Levar vantagem. Cultura da vantagem e colapso da empatia
Levar vantagem. Cultura da vantagem e colapso da empatia
– Celso Gagliardo –
Sou um observador atento. E, por isso mesmo, muitas vezes noto detalhes que preferia deixar passar despercebidos. Casos de pessoas folgadas, desleixadas, que gostam de levar vantagem e simplesmente não se importam com os outros.
Sempre que esse assunto surge, lembramos do Gérson — o excelente meio-campista carioca da seleção tricampeã de 1970. Ele foi protagonista de uma propaganda (de cigarro, ainda por cima) enaltecendo a ideia de "levar vantagem em tudo". Ficou marcado negativamente. Até hoje, o episódio é lembrado como a famosa “lei de Gérson”. Ele se arrependeu, anos depois.
A ideia de levar vantagem quase sempre implica passar alguém para trás. Mesmo que em coisas mínimas. Como o gaiato que fura uma fila qualquer, entra com cara de “bobão” e se planta na frente dos outros, apostando no constrangimento alheio para não ser repreendido.
No trânsito, é ainda mais comum. Tem sempre alguém com pressa, forçando ultrapassagens perigosas, cortando nossa frente, ocupando vaga de idoso ou cadeirante sem ter o direito — ou estacionando de qualquer jeito, ocupando duas vagas por preguiça ou descaso.

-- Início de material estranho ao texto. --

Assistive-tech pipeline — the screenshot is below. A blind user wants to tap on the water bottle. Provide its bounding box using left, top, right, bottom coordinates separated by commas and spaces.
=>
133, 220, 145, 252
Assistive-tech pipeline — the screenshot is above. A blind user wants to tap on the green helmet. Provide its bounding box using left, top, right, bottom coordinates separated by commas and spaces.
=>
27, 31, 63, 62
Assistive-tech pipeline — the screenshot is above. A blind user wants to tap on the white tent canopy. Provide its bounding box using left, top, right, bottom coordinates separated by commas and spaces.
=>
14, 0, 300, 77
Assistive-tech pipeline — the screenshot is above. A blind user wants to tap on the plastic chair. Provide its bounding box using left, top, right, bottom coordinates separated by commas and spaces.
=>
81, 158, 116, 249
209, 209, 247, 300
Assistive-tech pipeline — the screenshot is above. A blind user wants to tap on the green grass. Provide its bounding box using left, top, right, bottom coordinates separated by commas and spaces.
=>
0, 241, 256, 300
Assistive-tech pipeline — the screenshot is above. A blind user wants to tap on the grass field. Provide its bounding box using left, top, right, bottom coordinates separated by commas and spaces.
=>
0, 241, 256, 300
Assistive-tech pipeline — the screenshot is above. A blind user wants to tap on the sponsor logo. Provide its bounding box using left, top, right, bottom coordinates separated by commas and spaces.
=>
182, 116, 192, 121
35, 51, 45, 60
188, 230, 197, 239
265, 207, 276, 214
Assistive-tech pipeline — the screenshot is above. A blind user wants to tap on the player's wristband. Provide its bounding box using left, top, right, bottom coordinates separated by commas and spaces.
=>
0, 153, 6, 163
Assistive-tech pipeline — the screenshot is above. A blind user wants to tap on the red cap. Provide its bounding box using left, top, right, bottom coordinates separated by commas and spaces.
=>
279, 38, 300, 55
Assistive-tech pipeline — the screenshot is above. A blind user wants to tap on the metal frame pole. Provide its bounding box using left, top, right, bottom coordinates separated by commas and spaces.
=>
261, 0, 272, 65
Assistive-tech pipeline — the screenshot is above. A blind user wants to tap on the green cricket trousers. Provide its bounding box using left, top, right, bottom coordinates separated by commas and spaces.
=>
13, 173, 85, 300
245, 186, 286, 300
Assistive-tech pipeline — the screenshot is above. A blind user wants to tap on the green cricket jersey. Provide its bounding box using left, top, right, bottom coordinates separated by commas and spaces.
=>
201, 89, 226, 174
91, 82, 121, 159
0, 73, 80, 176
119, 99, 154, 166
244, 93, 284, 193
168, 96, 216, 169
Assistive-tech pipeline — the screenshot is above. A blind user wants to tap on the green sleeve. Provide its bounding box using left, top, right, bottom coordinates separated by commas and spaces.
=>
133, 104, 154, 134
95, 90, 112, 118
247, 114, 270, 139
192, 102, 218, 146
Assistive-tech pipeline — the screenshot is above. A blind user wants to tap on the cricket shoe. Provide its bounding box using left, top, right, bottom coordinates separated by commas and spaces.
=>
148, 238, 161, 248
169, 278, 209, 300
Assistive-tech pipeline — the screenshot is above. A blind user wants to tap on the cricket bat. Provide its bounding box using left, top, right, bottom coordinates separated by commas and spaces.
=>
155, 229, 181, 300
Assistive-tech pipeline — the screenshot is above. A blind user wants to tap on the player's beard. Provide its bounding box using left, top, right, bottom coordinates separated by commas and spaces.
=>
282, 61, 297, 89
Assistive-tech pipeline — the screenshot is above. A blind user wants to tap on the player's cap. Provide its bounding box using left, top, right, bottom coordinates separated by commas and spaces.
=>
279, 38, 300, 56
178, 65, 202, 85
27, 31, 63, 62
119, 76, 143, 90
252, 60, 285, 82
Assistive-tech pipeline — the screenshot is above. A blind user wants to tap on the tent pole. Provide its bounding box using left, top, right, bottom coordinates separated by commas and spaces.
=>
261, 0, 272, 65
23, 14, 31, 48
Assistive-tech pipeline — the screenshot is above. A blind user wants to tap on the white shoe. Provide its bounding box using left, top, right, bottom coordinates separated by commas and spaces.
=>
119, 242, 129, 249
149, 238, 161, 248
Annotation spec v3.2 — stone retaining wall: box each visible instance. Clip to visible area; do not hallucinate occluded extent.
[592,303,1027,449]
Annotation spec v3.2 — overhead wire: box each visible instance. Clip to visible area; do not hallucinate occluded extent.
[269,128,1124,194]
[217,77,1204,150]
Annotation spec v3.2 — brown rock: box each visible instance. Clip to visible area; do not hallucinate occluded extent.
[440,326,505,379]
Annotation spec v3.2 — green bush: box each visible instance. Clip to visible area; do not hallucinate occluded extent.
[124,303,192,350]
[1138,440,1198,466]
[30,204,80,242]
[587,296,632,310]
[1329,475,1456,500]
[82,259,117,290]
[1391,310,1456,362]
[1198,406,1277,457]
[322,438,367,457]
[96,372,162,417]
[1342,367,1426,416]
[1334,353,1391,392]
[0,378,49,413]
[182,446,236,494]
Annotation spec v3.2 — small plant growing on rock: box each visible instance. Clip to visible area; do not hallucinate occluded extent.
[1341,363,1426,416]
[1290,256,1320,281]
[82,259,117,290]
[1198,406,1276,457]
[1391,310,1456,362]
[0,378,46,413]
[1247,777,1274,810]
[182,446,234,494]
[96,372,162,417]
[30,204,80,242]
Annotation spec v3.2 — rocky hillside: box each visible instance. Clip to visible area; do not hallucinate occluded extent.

Outro dia, no açougue de um supermercado lotado, vivi uma cena constrangedora. Um sujeito “espertinho” chegou e pegou duas senhas: uma de atendimento preferencial e outra normal. Olhou para outro cliente que já esperava e, com um sorriso maroto, disse: “Peguei duas pra ver se saio logo.” O outro reagiu furioso, elevou o tom, e começou a esbravejar. O ambiente ficou tenso. O espertinho tentava se defender, e o fortão não parava. Chegou até um “fala isso pra mim lá fora, vamos ver então...”. Ninguém se atreveu a intervir, mas achei por bem sinalizar discretamente para que ele parasse. Fiz dois acenos. Ele me olhou feio, mas foi se acalmando. Na saída, deu um leve toque no meu ombro — valeu como agradecimento.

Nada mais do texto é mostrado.